Сначала я собирался просмотреть только женщин, но потом узнал одного и другого, похожих на тех, чьи портреты висели в Ульсгарде, и когда подсвечивал их снизу, они шевелились и тянулись к свету, и мне казалось бессердечным хотя бы ради этого немного не повременить. Я узнал все того же Христиана IV[66] с красиво заплетенной косицей и с широкими, медленно закругленными щеками. Тут находились, наверное, его жены, но я узнал только Кирстину Мунк[67]; и вдруг на меня взглянула Эллен Марсвин[68], недоверчивая в своем вдовьем одеянии и с ниткой жемчуга на полях высокой шляпы. Тут были дети короля Христиана: все свежей и свежей от новых жен, «несравненная Элеонора»[69] на белом иноходце в свое самое блестящее время, до испытания. Гильденлеве: Ханс Ульрик[70], о ком испанские женщины говорили, что он подрумянивается, таким полнокровным он выглядел, и Ульрик Христиан[71], кого, если увидел однажды, уже не забудешь. И почти все Ульфельды[72]. И этот, с глазом, замазанным черным, может быть, Хенрик Хольк[73], кто в тридцать три года стал рейхсграфом и фельдмаршалом – а получилось так: по дороге к девице Хиллеборг Крафзе ему приснился сон, что он обручится не с невестой, а с мечом, и он принял сон близко к сердцу, и повернул назад, и начал свою короткую дерзновенную жизнь, увы, оборванную чумой. Вот все, кого я знал. Посланники конгресса в Нимвегене[74] тоже имелись у нас в Ульсгарде, немного похожие друг на друга, потому что все они рисовались сразу, с узкими, несколько озадаченными, больше похожими на брови усиками, почти зрящими ртами. То, что я узнал герцога Ульриха[75], понятно само собой, и Отте Брахе[76], и Клауса Даа[77], и Стена Розенспарре[78], последнего в своем роду; потому что я видел портреты их всех в зале Ульсгарда или в старых папках с гравюрами на меди, где они изображены.

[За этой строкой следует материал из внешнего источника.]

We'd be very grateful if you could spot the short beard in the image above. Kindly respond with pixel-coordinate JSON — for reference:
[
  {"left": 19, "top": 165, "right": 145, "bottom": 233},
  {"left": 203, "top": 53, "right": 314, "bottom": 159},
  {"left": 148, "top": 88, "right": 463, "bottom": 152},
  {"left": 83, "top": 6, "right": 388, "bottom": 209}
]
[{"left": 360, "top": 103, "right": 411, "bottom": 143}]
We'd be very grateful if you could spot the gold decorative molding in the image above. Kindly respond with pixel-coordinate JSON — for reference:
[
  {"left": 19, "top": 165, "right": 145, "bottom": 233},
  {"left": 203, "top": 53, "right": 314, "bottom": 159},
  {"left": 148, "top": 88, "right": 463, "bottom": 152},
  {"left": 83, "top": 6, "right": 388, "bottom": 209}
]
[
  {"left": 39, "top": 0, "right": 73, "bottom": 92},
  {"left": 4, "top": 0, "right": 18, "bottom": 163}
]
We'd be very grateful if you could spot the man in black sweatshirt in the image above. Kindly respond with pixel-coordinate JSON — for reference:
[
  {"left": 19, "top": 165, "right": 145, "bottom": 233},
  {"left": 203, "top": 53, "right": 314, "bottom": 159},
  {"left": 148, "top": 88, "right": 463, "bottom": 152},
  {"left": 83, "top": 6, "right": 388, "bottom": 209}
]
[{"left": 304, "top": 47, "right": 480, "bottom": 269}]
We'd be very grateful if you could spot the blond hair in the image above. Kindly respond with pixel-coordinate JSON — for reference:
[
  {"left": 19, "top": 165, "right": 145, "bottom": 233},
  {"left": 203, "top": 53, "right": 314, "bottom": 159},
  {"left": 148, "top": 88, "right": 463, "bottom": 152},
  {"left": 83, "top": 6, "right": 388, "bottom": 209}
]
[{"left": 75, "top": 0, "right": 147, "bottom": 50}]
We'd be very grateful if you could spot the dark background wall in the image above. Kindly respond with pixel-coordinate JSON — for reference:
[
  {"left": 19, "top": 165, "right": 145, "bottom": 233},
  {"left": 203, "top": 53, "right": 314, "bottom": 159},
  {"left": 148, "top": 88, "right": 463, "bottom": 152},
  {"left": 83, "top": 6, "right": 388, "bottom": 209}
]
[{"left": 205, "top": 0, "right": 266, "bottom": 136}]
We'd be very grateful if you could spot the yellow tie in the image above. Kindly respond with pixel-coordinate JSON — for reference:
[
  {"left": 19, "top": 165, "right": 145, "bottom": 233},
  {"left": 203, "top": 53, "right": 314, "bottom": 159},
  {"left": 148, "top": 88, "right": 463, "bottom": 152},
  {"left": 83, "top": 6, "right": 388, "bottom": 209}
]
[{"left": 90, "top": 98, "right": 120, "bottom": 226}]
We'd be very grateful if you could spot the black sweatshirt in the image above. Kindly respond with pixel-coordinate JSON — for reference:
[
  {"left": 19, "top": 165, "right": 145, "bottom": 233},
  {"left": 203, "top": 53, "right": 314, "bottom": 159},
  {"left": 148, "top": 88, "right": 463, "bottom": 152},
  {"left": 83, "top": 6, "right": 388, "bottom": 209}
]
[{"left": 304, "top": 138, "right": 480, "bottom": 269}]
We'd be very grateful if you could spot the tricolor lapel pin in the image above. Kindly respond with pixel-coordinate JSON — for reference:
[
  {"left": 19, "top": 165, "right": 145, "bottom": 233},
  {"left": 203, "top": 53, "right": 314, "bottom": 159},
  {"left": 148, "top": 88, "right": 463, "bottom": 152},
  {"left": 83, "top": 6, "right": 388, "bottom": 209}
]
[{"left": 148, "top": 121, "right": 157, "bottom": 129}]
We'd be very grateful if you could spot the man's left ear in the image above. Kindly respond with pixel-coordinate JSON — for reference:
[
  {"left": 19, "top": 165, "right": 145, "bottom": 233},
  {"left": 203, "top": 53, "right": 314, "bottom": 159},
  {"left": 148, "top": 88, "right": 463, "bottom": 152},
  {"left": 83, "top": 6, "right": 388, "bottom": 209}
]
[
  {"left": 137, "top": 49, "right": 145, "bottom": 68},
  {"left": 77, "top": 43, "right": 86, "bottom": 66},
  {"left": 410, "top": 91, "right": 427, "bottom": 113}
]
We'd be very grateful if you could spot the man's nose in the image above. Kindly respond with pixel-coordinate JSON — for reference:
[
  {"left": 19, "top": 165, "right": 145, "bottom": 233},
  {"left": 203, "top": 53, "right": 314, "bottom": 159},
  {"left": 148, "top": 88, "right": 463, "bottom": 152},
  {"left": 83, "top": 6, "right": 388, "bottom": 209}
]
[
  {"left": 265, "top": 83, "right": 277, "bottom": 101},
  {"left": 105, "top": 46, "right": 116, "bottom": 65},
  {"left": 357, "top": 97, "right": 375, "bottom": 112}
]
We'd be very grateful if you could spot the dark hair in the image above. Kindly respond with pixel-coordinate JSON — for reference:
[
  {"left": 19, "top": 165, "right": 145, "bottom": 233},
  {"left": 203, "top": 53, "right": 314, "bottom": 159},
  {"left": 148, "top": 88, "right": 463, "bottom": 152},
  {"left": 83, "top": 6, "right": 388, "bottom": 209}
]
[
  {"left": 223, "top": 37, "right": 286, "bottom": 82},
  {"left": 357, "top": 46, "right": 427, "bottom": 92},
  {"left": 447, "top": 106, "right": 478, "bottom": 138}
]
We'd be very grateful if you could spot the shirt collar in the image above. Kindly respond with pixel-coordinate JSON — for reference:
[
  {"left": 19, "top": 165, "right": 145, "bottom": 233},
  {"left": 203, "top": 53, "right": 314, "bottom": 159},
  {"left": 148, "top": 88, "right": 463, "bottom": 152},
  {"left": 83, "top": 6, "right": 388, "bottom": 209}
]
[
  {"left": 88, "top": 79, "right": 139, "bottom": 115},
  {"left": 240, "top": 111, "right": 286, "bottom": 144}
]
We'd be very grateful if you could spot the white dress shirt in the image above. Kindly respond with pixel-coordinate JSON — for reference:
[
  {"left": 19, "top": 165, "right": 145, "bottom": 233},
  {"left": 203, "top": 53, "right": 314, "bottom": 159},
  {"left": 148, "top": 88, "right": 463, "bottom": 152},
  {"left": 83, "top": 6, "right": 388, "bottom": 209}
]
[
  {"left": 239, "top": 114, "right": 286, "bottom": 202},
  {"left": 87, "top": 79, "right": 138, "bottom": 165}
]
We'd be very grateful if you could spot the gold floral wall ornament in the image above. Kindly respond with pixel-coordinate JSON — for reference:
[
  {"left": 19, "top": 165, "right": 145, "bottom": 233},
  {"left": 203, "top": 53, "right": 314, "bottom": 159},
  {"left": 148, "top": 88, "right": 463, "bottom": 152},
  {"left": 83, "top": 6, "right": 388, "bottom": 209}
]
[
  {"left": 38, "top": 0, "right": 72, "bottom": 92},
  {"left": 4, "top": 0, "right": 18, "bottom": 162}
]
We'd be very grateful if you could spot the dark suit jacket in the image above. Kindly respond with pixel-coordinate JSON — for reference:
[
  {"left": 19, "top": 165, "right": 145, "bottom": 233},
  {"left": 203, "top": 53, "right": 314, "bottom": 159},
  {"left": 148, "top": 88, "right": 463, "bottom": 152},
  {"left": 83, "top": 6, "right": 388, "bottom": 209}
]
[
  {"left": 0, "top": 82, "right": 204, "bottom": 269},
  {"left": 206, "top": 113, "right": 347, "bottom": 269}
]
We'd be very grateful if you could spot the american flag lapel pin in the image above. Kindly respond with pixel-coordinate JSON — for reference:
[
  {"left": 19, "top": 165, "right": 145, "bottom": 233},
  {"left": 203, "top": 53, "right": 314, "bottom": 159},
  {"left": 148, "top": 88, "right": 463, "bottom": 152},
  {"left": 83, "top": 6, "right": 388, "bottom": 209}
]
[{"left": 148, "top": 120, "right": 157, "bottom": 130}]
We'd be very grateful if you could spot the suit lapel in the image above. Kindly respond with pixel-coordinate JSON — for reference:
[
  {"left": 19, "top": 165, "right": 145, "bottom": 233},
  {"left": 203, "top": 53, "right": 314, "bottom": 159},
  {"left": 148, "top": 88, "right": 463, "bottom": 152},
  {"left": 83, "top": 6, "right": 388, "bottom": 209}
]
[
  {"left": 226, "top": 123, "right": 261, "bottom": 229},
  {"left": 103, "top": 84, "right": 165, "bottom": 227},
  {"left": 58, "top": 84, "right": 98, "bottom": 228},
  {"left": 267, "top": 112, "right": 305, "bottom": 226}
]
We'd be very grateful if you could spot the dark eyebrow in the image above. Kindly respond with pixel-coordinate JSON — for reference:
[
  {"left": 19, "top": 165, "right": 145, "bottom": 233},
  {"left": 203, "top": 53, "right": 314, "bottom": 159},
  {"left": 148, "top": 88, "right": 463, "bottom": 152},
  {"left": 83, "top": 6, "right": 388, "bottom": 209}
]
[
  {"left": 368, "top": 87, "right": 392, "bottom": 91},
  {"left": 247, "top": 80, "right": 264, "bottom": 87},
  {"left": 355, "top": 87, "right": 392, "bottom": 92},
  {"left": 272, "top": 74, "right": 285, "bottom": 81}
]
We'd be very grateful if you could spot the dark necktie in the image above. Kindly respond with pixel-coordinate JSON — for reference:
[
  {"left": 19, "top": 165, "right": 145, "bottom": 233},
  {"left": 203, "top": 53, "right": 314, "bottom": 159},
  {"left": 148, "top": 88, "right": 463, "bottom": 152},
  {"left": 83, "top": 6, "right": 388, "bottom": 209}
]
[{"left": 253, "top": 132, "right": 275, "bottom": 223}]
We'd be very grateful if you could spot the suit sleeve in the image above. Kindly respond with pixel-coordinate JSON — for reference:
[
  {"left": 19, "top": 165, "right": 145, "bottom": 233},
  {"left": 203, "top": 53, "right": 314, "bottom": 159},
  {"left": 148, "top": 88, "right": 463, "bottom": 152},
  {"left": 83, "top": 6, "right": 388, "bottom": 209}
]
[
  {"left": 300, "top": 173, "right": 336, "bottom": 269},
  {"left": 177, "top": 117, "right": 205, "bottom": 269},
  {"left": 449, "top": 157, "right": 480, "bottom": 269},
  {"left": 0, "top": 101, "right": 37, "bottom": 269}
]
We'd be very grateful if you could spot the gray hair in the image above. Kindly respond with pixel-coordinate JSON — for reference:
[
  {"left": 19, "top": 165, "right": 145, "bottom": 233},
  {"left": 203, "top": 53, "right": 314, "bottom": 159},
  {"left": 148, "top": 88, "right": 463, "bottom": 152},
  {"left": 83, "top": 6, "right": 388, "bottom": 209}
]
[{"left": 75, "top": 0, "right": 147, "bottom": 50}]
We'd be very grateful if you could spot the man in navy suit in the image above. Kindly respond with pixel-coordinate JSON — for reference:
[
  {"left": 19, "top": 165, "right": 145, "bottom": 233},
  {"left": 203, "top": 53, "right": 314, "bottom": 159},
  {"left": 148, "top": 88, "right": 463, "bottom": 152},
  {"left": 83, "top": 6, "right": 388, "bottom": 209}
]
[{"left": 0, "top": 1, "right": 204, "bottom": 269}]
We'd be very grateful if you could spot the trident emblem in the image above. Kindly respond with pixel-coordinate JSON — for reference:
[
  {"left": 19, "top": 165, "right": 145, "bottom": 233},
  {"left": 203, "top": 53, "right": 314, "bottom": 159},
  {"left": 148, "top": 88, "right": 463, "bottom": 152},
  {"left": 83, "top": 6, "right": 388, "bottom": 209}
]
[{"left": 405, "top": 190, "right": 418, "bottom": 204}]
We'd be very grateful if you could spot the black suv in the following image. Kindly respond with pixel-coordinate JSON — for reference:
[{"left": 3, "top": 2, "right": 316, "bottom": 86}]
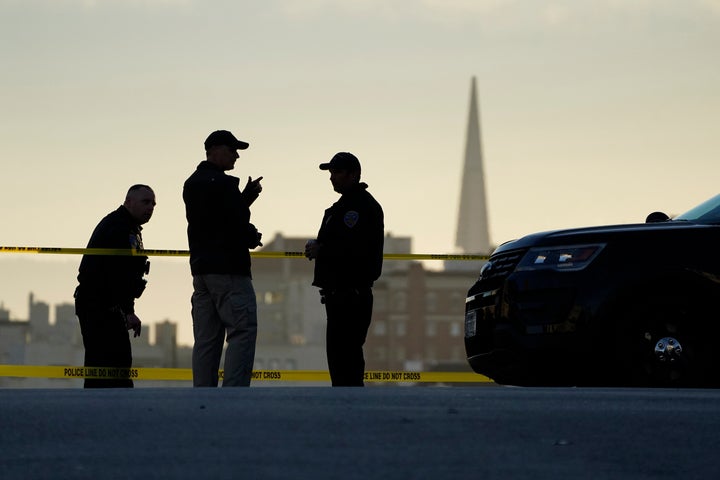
[{"left": 465, "top": 195, "right": 720, "bottom": 387}]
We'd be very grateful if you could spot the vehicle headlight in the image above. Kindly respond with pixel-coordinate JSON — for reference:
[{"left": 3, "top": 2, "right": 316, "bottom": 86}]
[{"left": 516, "top": 243, "right": 605, "bottom": 271}]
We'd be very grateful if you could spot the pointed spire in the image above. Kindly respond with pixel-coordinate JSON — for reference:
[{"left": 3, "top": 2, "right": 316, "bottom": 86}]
[{"left": 455, "top": 77, "right": 490, "bottom": 254}]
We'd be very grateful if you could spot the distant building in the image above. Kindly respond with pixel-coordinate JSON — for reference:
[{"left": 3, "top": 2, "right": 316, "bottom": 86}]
[
  {"left": 0, "top": 293, "right": 183, "bottom": 388},
  {"left": 0, "top": 78, "right": 491, "bottom": 386}
]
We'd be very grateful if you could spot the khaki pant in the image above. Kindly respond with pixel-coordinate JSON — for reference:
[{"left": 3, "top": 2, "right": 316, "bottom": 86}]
[{"left": 192, "top": 274, "right": 257, "bottom": 387}]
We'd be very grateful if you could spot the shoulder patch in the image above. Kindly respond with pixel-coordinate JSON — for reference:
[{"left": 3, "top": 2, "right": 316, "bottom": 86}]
[{"left": 343, "top": 210, "right": 360, "bottom": 228}]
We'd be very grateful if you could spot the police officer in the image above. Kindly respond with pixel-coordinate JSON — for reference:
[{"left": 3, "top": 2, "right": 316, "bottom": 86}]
[
  {"left": 75, "top": 185, "right": 155, "bottom": 388},
  {"left": 305, "top": 152, "right": 384, "bottom": 386}
]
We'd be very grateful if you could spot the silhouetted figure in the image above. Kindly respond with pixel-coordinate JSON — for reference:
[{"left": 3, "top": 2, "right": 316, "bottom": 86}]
[
  {"left": 305, "top": 152, "right": 384, "bottom": 387},
  {"left": 75, "top": 185, "right": 155, "bottom": 388},
  {"left": 645, "top": 212, "right": 670, "bottom": 223},
  {"left": 183, "top": 130, "right": 262, "bottom": 387}
]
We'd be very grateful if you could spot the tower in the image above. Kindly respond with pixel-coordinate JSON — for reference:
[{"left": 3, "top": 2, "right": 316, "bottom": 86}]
[{"left": 455, "top": 77, "right": 491, "bottom": 255}]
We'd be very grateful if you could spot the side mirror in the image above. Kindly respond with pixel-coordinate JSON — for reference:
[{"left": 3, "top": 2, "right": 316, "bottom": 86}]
[{"left": 645, "top": 212, "right": 670, "bottom": 223}]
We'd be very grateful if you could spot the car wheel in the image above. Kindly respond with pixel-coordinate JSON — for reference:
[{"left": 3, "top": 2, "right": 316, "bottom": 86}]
[{"left": 616, "top": 296, "right": 714, "bottom": 387}]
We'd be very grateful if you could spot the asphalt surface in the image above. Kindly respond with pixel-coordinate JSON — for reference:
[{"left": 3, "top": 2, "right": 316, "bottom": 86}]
[{"left": 0, "top": 386, "right": 720, "bottom": 480}]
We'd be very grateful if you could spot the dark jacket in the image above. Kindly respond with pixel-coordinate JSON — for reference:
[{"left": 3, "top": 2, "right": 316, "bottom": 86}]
[
  {"left": 313, "top": 183, "right": 385, "bottom": 289},
  {"left": 183, "top": 161, "right": 257, "bottom": 276},
  {"left": 75, "top": 206, "right": 149, "bottom": 313}
]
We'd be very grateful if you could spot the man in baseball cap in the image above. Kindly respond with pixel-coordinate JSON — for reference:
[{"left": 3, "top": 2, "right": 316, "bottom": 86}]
[{"left": 205, "top": 130, "right": 250, "bottom": 152}]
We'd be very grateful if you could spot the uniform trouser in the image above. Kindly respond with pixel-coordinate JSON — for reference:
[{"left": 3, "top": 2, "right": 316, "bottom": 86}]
[
  {"left": 75, "top": 301, "right": 133, "bottom": 388},
  {"left": 323, "top": 288, "right": 373, "bottom": 387},
  {"left": 192, "top": 274, "right": 257, "bottom": 387}
]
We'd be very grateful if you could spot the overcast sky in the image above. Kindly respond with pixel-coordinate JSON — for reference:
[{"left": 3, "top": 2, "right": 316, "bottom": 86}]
[{"left": 0, "top": 0, "right": 720, "bottom": 344}]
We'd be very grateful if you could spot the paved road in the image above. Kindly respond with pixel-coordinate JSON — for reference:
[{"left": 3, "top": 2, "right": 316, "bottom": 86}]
[{"left": 0, "top": 386, "right": 720, "bottom": 480}]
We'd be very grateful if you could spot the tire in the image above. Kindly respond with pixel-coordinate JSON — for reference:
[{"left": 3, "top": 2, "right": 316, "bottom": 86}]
[{"left": 613, "top": 294, "right": 718, "bottom": 387}]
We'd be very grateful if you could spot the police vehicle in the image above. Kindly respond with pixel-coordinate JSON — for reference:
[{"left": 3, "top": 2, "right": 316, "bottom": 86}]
[{"left": 465, "top": 195, "right": 720, "bottom": 387}]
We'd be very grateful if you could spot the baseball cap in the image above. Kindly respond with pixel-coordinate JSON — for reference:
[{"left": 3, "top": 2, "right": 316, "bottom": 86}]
[
  {"left": 205, "top": 130, "right": 250, "bottom": 151},
  {"left": 320, "top": 152, "right": 360, "bottom": 172}
]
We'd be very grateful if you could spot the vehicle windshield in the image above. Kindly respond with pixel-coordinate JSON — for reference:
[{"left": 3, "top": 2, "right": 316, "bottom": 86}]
[{"left": 673, "top": 195, "right": 720, "bottom": 223}]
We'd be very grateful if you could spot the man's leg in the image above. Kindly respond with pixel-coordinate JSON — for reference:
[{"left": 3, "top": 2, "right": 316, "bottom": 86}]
[
  {"left": 325, "top": 289, "right": 373, "bottom": 387},
  {"left": 76, "top": 307, "right": 133, "bottom": 388},
  {"left": 191, "top": 275, "right": 225, "bottom": 387},
  {"left": 218, "top": 275, "right": 257, "bottom": 387}
]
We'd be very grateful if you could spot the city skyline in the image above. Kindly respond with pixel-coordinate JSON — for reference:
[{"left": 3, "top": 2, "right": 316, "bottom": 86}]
[{"left": 0, "top": 0, "right": 720, "bottom": 344}]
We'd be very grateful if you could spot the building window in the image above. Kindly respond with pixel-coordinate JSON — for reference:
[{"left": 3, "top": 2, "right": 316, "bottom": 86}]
[
  {"left": 425, "top": 320, "right": 437, "bottom": 337},
  {"left": 393, "top": 292, "right": 407, "bottom": 312},
  {"left": 425, "top": 292, "right": 437, "bottom": 312}
]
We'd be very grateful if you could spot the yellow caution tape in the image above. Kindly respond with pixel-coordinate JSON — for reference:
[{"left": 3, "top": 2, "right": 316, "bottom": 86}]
[
  {"left": 0, "top": 246, "right": 490, "bottom": 260},
  {"left": 0, "top": 365, "right": 492, "bottom": 383}
]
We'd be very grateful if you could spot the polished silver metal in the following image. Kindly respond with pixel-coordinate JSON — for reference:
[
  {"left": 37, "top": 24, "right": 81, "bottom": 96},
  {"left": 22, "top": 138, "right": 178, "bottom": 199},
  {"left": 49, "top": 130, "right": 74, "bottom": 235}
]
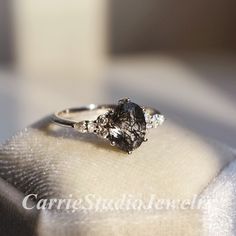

Но, кроме того, оказалось много тех, кого я никогда не видел; мало женщин, но были и дети. Моя рука давно устала и дрожала, но я снова и снова поднимал свет, чтобы разглядеть детей. Я понимал их, маленьких девочек, тех, что держали на руке птицу и о ней забывали. Иногда у них в ногах сидела маленькая собака или лежал мяч, а рядом на столе красовались фрукты и цветы. А позади, на колонне, висел маленький и неокончательный герб Грубе или Билле, или герб Розенкранца. Вокруг них много всего насобирали, как если бы количество то ли возмещало ущерб, то ли улучшало породу. Но они просто стояли в своих платьях и ждали; сразу замечалось, что они ждали. И тогда я снова подумал о женщинах и о Кристине Брахе, и смогу ли я ее узнать.

Я решил быстро пробежать до конца галереи и оттуда возвращаться и искать, но сразу на что-то наткнулся. Я так резко повернулся, что маленький Эрик отскочил и прошептал: «Поосторожней со своей свечой».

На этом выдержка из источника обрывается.